Art. 171 – Os locais de trabalho deverão ter, no mínimo, 3 (três) metros de pé-direito, assim considerada a altura livre do piso ao teto.   

Essas condições são válidas até hoje. A empresa pode desconsiderá-las desde que haja autorização para isso pelo Ministério do Trabalho e seus órgãos fiscalizatórios. Para isso acontecer é preciso demonstrar que o conforto ali não foi afetado.
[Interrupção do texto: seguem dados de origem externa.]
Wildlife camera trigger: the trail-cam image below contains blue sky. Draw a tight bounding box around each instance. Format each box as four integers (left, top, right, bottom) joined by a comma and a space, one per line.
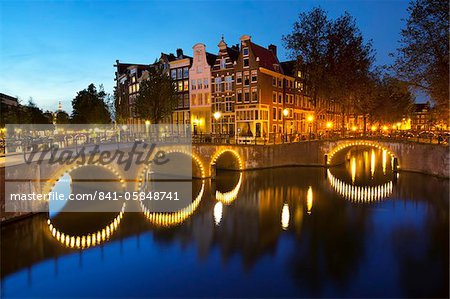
0, 0, 408, 111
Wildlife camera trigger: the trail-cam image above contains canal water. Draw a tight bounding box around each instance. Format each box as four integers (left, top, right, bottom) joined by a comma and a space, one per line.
1, 148, 449, 298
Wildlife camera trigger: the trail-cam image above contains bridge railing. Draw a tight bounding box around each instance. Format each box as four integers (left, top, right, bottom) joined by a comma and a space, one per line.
0, 132, 450, 155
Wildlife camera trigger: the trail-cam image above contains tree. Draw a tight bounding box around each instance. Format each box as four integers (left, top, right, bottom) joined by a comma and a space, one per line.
72, 83, 111, 124
114, 84, 130, 123
282, 7, 331, 123
56, 111, 70, 125
394, 0, 449, 110
283, 8, 374, 134
371, 75, 414, 123
133, 66, 178, 124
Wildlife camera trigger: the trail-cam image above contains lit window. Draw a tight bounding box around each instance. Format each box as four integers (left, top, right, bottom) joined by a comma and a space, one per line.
225, 76, 233, 91
252, 70, 258, 82
244, 73, 250, 86
236, 89, 242, 103
252, 88, 258, 102
236, 72, 242, 84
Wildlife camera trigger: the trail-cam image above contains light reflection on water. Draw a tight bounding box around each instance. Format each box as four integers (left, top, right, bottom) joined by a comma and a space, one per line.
1, 148, 449, 297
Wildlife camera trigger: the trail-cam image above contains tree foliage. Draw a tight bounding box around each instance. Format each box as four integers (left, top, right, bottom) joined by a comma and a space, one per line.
72, 84, 111, 124
283, 8, 374, 126
395, 0, 449, 109
133, 67, 178, 124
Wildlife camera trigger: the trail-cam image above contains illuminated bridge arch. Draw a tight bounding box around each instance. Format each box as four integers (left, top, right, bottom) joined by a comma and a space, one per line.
326, 140, 397, 165
47, 203, 126, 249
210, 148, 244, 170
327, 170, 393, 203
140, 180, 205, 227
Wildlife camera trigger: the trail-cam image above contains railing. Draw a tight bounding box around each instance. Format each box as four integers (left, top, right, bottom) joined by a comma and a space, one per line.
0, 132, 450, 155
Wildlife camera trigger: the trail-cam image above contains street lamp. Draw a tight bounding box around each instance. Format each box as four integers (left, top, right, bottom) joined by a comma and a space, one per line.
306, 115, 314, 140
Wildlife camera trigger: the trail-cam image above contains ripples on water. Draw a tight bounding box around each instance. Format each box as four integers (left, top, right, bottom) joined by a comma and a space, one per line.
1, 148, 449, 297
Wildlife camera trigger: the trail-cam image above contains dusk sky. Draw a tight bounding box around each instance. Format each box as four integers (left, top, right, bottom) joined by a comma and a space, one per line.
0, 0, 408, 111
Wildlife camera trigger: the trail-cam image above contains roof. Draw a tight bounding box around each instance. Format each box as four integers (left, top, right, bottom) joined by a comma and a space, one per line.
227, 46, 239, 62
250, 42, 283, 74
414, 103, 430, 112
206, 52, 217, 66
280, 60, 297, 77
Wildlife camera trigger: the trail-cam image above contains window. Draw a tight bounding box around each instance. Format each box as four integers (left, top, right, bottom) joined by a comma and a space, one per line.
236, 72, 242, 84
252, 88, 258, 102
236, 89, 242, 103
244, 73, 250, 86
244, 90, 250, 103
225, 97, 233, 112
252, 70, 258, 82
225, 76, 233, 91
215, 77, 222, 92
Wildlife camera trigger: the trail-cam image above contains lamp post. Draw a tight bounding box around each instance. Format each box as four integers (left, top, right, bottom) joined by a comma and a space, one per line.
283, 108, 289, 141
306, 115, 314, 140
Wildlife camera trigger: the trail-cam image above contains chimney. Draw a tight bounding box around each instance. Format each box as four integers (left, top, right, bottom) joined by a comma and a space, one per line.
267, 44, 277, 57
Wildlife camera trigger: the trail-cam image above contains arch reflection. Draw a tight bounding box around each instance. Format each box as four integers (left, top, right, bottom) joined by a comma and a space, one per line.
139, 180, 205, 227
216, 172, 243, 205
47, 203, 126, 249
327, 170, 393, 203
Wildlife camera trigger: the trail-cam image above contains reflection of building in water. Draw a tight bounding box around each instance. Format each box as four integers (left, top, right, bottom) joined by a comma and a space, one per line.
327, 170, 393, 203
47, 203, 126, 249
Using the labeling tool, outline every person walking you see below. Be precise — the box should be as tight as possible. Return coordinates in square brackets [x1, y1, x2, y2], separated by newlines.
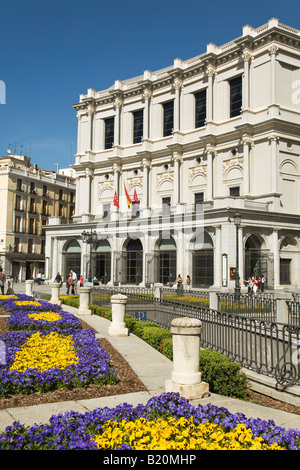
[66, 271, 72, 295]
[71, 270, 77, 295]
[0, 268, 6, 295]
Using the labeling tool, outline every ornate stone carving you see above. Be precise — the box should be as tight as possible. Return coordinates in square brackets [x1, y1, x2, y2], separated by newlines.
[156, 171, 174, 186]
[98, 181, 114, 196]
[189, 165, 207, 183]
[223, 157, 243, 175]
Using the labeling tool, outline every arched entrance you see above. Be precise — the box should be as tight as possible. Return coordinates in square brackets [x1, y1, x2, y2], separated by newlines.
[94, 240, 111, 284]
[192, 232, 214, 287]
[63, 240, 81, 279]
[126, 238, 143, 285]
[280, 236, 299, 287]
[158, 237, 177, 286]
[245, 234, 274, 287]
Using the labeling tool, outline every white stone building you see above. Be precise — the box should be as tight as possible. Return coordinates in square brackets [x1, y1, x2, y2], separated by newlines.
[46, 18, 300, 290]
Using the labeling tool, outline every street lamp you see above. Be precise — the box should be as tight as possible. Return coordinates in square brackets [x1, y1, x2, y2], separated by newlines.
[81, 230, 97, 282]
[233, 212, 241, 300]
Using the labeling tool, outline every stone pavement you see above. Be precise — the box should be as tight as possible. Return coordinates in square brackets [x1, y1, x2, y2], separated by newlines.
[0, 284, 300, 432]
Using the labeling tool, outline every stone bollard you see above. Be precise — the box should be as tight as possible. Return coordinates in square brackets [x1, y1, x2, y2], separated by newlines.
[78, 287, 92, 315]
[209, 287, 220, 310]
[25, 280, 33, 297]
[108, 294, 128, 336]
[154, 282, 163, 300]
[166, 317, 209, 399]
[276, 292, 292, 325]
[50, 282, 61, 305]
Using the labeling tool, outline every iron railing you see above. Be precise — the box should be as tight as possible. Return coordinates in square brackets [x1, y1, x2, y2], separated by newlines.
[91, 288, 300, 387]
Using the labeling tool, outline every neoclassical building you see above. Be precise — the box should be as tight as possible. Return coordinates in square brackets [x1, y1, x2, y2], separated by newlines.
[46, 18, 300, 290]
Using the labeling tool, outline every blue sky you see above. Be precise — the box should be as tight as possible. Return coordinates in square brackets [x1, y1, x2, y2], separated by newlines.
[0, 0, 300, 170]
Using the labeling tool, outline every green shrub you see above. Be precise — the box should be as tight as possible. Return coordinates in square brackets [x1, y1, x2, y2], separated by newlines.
[200, 349, 248, 399]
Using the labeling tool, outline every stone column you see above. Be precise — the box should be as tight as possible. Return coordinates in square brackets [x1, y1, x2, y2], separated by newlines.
[50, 282, 61, 305]
[114, 97, 122, 145]
[108, 294, 128, 336]
[243, 51, 252, 109]
[85, 105, 95, 150]
[174, 78, 182, 131]
[166, 317, 209, 399]
[214, 225, 222, 288]
[206, 65, 216, 121]
[269, 44, 278, 104]
[78, 287, 92, 315]
[173, 151, 182, 205]
[205, 147, 216, 201]
[242, 137, 253, 194]
[143, 89, 151, 139]
[274, 229, 280, 289]
[25, 280, 33, 297]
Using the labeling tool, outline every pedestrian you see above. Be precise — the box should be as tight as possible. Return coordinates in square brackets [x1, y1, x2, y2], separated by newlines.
[66, 271, 72, 295]
[174, 274, 183, 294]
[0, 268, 6, 295]
[72, 270, 77, 295]
[36, 273, 42, 286]
[261, 274, 266, 292]
[54, 273, 62, 284]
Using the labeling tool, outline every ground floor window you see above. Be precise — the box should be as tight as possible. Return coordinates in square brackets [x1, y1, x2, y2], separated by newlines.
[192, 249, 214, 287]
[126, 239, 143, 284]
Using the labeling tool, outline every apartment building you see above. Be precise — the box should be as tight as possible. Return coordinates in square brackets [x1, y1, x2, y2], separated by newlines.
[47, 18, 300, 289]
[0, 154, 76, 281]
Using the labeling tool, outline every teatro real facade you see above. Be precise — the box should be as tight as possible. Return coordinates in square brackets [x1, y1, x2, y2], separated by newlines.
[46, 18, 300, 290]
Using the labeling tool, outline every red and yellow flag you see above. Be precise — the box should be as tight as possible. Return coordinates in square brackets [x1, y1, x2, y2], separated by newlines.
[124, 183, 132, 207]
[114, 191, 120, 207]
Os pisos do local também possuem previsão na CLT, que esclarece que não devem ter saliências ou depressões. Elas tendem a prejudicar a circulação de pessoas ou até causar acidentes ou situações de inacessibilidade:

Art. 172 – Os pisos dos locais de trabalho não deverão apresentar saliências nem depressões que prejudiquem a circulação de pessoas ou a movimentação de materiais.

A mesma coisa ocorre em relação às paredes, escadas e rampas e a todos os demais locais de circulação e estruturas da empresa. Todos eles devem seguir diretrizes do MTE, segundo a CLT:

Art. 174 – As paredes, escadas, rampas de acesso, passarelas, pisos, corredores, coberturas e passagens dos locais de trabalho deverão obedecer às condições de segurança e de higiene do trabalho estabelecidas pelo Ministério do Trabalho e manter-se em perfeito estado de conservação e limpeza. 

Essas diretrizes específicas estão nas Normas Regulamentadoras (NR) do Ministério do Trabalho. A mesma coisa ocorre em relação às condições de iluminação,ventilação, temperatura e instalações elétricas.

Art. 175

§ 1º – A iluminação deverá ser uniformemente distribuída, geral e difusa, a fim de evitar ofuscamento, reflexos incômodos, sombras e contrastes excessivos.        

             

§ 2º – O Ministério do Trabalho estabelecerá os níveis mínimos de iluminamento a serem observados. 

E no Art.176, a CLT delimita as condições climáticas que são básicas para a realização de atividades profissionais, de acordo com cada ambiente de trabalho, e necessidades específicas.

Art. 176 – Os locais de trabalho deverão ter ventilação natural, compatível com o serviço realizado.

E por fim, no Art. 179, está descrito as condições mínimas de segurança para as instalações elétricas, principalmente em ambientes de produção.

Art. 179 – O Ministério do Trabalho disporá sobre as condições de segurança e as medidas especiais a serem observadas relativamente a instalações elétricas, em qualquer das fases de produção, transmissão, distribuição ou consumo de energia.

Ao longo de todas as previsões que se referem a essas questões a CLT é clara em esclarecer que as condições mínimas de trabalho são dispostas pelo MTE. Ele as apresenta nas NR.